New Study: Lobbying Doesn't Help Company Profits—But It's Great For Executive Pay

| Fri Jul. 11, 2014 3:00 AM EDT

Who really profits when companies drop millions on lobbying? A new paper by Russell Sobel and Rachel Graefe-Anderson of the Mercatus Center at George Mason University suggests a surprising answer: Corporate America's record expenditures on political influence may be doing little for the companies doing the spending, but a lot for their executives' pocketbook.

"Our main finding suggests that the top executives of firms are the ones who are able to capture the benefits of firm political connections," the paper says. The researchers mined a trove of PAC contributions and lobbying data from the Center for Responsive Politics and matched it with a variety of standard corporate performance indicators.
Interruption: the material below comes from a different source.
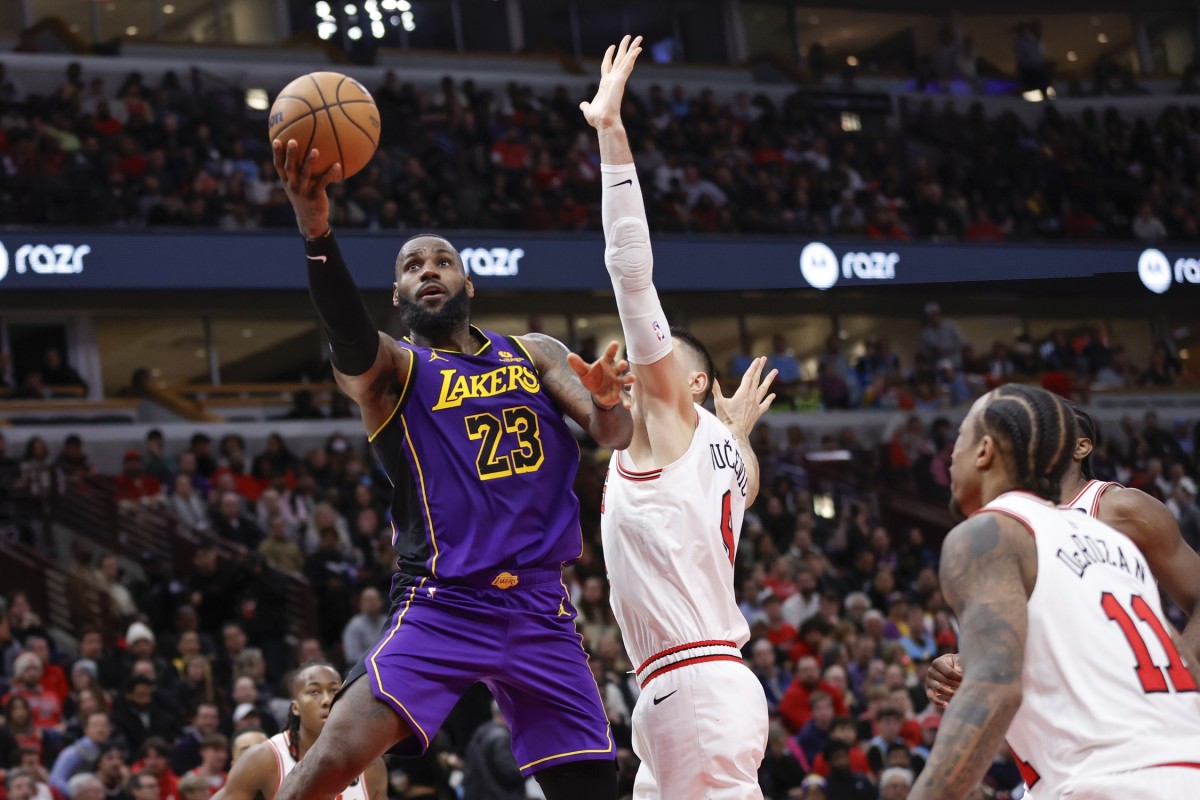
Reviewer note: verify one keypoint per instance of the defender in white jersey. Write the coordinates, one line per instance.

They found that no matter how much lobbying or political contributions a company pays for, there's almost no significant rise in the company's overall performance—but executive compensation does rise significantly. The only exceptions were the banking and finance industries, where companies also appear to gain some benefits.

Regardless of who benefits, influence spending still registers in the billions of dollars: As the chart below shows, the amount of money spent on lobbying annually more than doubled to $3.3 billion between 1998 and 2013. In 2012 alone, the two leading spenders, the pharmaceuticals and insurance sectors, dropped more than $409 million on lobbying and more than $107 million on political contributions.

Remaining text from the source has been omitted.